What kind of crazy talk is that? Everyone knows that it is the legal and regulatory teams and the whole review committee process that keeps Pharma moving at a lugubrious pace. Certainly that’s the biggest excuses I hear for why patient complaints languish in the blogosphere or why websites aren’t updated on a regular basis.
It can’t be the shear size of the pharma organization that slows decision-making. Larger companies have shown they can be nimble when it counts. Take Apple, the largest company in the US and how their rapid fire response to the Taylor Swift incident. It took Apple less than one day over a weekend to reverse a policy about paying royalties during the Apple music trial period. And Apple’s senior vice president of Internet Software and Services, Eddy Cue, communicated it simply with a tweet.
Moving faster requires real teamwork, the type of teamwork highlighted in Fortune magazine’s recent profiles of the small teams within big companies like Nike, Starbucks and J&J. And it is shared goals that fuel these integrated teams’ stellar performance.
In my opinion, Pharma’s sluggishness comes down to the antiquated brand team structure. Most teams are comprised of three marketing sub-teams (HCP/Patient/Payer) overseen by a legal/regulatory/medical review committee with an entirely different reporting structure. Operating in siloes, these different departments often have different, and often, conflicting goals. The legal and regulatory departments are charged with protecting the company and the brand marketers are charged with growing the business.
But what if the Pharma brand team was a fully integrated team—with marketing, legal and regulatory all aligned around improving patient outcomes?
More crazy talk! What if reviewing patient comments, whether online, over the phone and deciding how to respond, was a daily job shared by all? What if lawyers attended focus groups? How about the regulatory team member meeting with patients at an advocacy event? What if everyone was co-located? What if marketing/legal/regulatory acted as a unified SWAT team dedicated to listening, responding and creating new ways to improve patient health?
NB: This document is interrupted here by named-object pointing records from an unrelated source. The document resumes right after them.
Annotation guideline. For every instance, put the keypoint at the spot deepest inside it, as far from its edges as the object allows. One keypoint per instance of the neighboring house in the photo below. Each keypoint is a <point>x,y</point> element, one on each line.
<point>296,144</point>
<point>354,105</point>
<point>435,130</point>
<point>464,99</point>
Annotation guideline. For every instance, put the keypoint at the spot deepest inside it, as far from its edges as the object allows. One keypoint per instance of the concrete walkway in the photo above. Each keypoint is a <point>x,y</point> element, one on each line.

For the SWAT team concept to work legal and regulatory colleagues must function as full members of a brand team, not just as a panel of judges at weekly review committee meetings. That’s where the idea that Pharma needs more lawyers (and regulators) comes in to play. Moving faster means brand teams should include marketing, legal and regulatory expertise to make decisions on a daily, if not hourly basis.
With consumer expectations regarding company response time rising across all industries, speed needs to be the rule in Pharma rather than the exception. And contrary to expectations, moving faster requires ongoing, rather than foregoing legal and regulatory input. Simply put, Pharma needs more lawyers (and regulatory experts) to move at the speed of patients.